Can LLM-based Financial Investing Strategies Outperform the Market in Long Run? (2505.07078v3)

Published 11 May 2025 in q-fin.TR, cs.AI, and cs.CE

Abstract: LLMs have recently been leveraged for asset pricing tasks and stock trading applications, enabling AI agents to generate investment decisions from unstructured financial data. However, most evaluations of LLM timing-based investing strategies are conducted on narrow timeframes and limited stock universes, overstating effectiveness due to survivorship and data-snooping biases. We critically assess their generalizability and robustness by proposing FINSABER, a backtesting framework evaluating timing-based strategies across longer periods and a larger universe of symbols. Systematic backtests over two decades and 100+ symbols reveal that previously reported LLM advantages deteriorate significantly under broader cross-section and over a longer-term evaluation. Our market regime analysis further demonstrates that LLM strategies are overly conservative in bull markets, underperforming passive benchmarks, and overly aggressive in bear markets, incurring heavy losses. These findings highlight the need to develop LLM strategies that are able to prioritise trend detection and regime-aware risk controls over mere scaling of framework complexity.

Abstract PDF Chat (Pro)

Summary

The paper presents FINSABER, a backtesting framework that evaluates LLM-based strategies and reveals overstated performance due to survivorship and data-snooping biases.
It uses a modular approach integrating rule-based, machine learning, deep learning, and reinforcement learning methods to assess both timing and selection strategies.
Experimental results show traditional risk-aware approaches outperform LLM methods across diverse market regimes, challenging the assumed superiority of complex models.
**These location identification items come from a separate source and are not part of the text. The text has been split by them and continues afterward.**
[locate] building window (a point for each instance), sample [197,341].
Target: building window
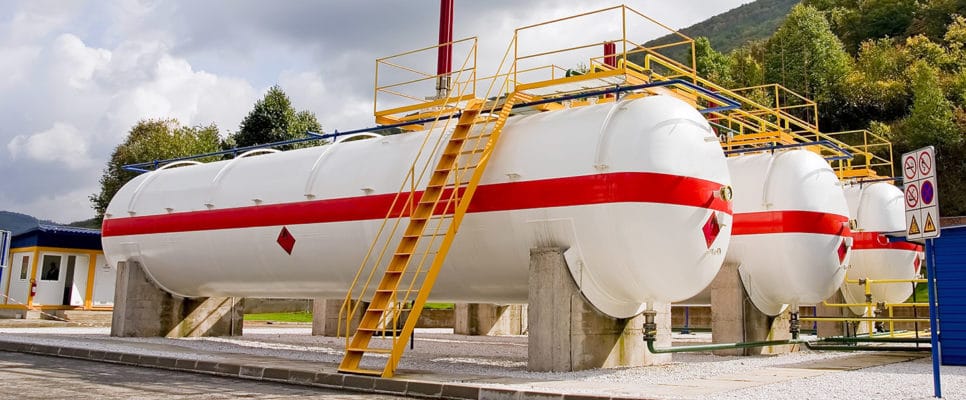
[23,267]
[51,270]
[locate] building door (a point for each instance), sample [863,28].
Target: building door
[50,282]
[69,279]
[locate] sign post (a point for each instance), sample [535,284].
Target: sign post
[922,223]
[5,238]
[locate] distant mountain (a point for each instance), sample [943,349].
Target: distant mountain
[17,222]
[92,223]
[753,21]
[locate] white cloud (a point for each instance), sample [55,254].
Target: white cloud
[15,63]
[61,143]
[75,76]
[334,105]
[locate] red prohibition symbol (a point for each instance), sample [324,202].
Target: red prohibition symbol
[912,196]
[909,166]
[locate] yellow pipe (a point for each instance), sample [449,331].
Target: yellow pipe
[874,281]
[848,319]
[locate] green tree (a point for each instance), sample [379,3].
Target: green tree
[930,120]
[805,56]
[151,140]
[746,68]
[273,119]
[710,63]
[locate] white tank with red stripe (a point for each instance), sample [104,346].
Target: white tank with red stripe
[630,189]
[877,209]
[791,232]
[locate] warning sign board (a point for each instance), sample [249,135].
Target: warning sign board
[921,193]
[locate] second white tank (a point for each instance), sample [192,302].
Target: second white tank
[791,228]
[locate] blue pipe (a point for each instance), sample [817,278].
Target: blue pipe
[826,143]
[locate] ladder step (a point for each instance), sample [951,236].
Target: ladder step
[361,371]
[369,350]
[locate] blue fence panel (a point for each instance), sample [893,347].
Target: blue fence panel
[951,288]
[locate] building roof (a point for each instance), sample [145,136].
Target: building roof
[67,237]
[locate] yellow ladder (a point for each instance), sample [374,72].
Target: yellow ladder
[445,198]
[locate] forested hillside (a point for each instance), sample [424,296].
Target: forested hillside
[894,67]
[753,21]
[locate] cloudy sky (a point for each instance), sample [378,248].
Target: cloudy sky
[76,75]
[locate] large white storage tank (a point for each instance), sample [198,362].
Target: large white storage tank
[791,233]
[631,189]
[877,209]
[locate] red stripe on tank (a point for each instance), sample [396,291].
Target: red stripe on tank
[876,240]
[790,222]
[624,187]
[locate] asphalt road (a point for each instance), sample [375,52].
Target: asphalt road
[27,376]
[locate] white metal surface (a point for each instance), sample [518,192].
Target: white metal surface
[622,254]
[789,259]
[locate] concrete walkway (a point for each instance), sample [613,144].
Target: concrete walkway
[413,382]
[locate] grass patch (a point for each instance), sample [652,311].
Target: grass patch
[300,316]
[921,293]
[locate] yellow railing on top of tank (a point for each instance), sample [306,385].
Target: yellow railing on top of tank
[873,159]
[590,67]
[407,84]
[416,175]
[782,99]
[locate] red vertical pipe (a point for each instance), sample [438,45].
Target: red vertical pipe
[610,54]
[444,60]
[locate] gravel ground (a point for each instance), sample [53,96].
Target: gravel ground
[501,362]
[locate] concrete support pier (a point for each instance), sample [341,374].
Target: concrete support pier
[325,317]
[838,328]
[489,319]
[734,318]
[568,334]
[142,309]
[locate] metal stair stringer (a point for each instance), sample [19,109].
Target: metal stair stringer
[386,294]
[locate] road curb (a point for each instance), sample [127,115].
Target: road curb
[264,371]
Can LLM-based Financial Investing Strategies Outperform the Market in the Long Run?

Introduction

LLMs appear promising for financial decision-making and investment strategy design, particularly in generating buy, hold, or sell trading actions based on financial data and sentiment analysis. However, the narrow evaluation timeframes used in recent studies may give an overly optimistic view of their effectiveness. This paper presents FINSABER, a robust backtesting framework designed to evaluate the efficacy of LLM-based timing strategies across an extensive evaluation period and a broader symbol universe. It reveals that the perceived advantages of LLMs are often overstated due to survivorship and data-snooping biases.

Framework and Methodology

FINSABER Framework

FINSABER (Financial INvestment Strategy Assessment with Bias mitigation, Expanded time, and Range of symbols) addresses several evaluation biases associated with LLM-based investing research. It incorporates a three-module structure: multi-source data ingestion, a modular strategies base, and a bias-aware two-step backtesting pipeline.

Figure 1: Overview of the FINSABER Backtest Framework. The central pipeline illustrates the backtesting process. The framework includes a Strategies Base Module (green), which covers both selection-based and timing-based strategies, and a Multi-source Data Module (yellow), integrating diverse financial data inputs.

Strategies Module

The framework accommodates both timing and selection-based strategies, integrating conventional rule-based, ML, deep learning (DL), and reinforcement learning (RL) methodologies. This modularity ensures comprehensive evaluation against various benchmarks, facilitating the adoption of custom strategies within the system.

Experimental Results

Selective Evaluation

Initially, we replicated typical selective scenario setups that showcased LLM strategy effectiveness on select symbols like TSLA and MSFT, revealing instabilities when extending evaluation periods. While LLM investors displayed certain strengths in narrow windows, they generally fell short under more rigorous assessments.

Broad and Long-term Evaluation

By utilizing the Composite setup, where the strategy selection incorporates a varied, bias-aware stock universe, the study reveals that LLM-based methods consistently fail to sustain alpha generation across prolonged periods. Traditional methodologies, often considered obsolete, consistently outperformed LLM strategies in both return and risk-adjusted metrics.

Figure 2: Average Sharpe ratio by regime for all benchmarking strategies. {Green = strong}}

Market Regime Analysis

The analysis segmented market conditions into bull, bear, and sideways regimes, highlighting that LLM strategies are prone to excessive conservatism during bull markets and inadequately controlled aggression during downturns, undermining their practicality across cycles.

Strategy Implications

The findings suggest two main focal points for future improvements: enhancing the trend detection capabilities of LLM strategies to match or surpass passive drifts during favorable market conditions, and embedding sensitivity to market regimes within their decision-making frameworks to improve risk management.

Conclusion

FINSABER offers a comprehensive framework for evaluating LLM-based financial strategies, illuminating consistent shortfalls in existing LLM approaches when scrutinized in broad, unbiased contexts. The inability of current large-scale LLMs to outperform simpler, risk-aware methodologies challenges the notion that model complexity correlates with practical investing competence. This study advocates for a strategic shift towards developing domain-aware, adaptive LLM-based financial strategies robust to diverse market environments. Future research should focus on financially efficient models to reduce the high computational costs associated with current large-scale LLM implementations.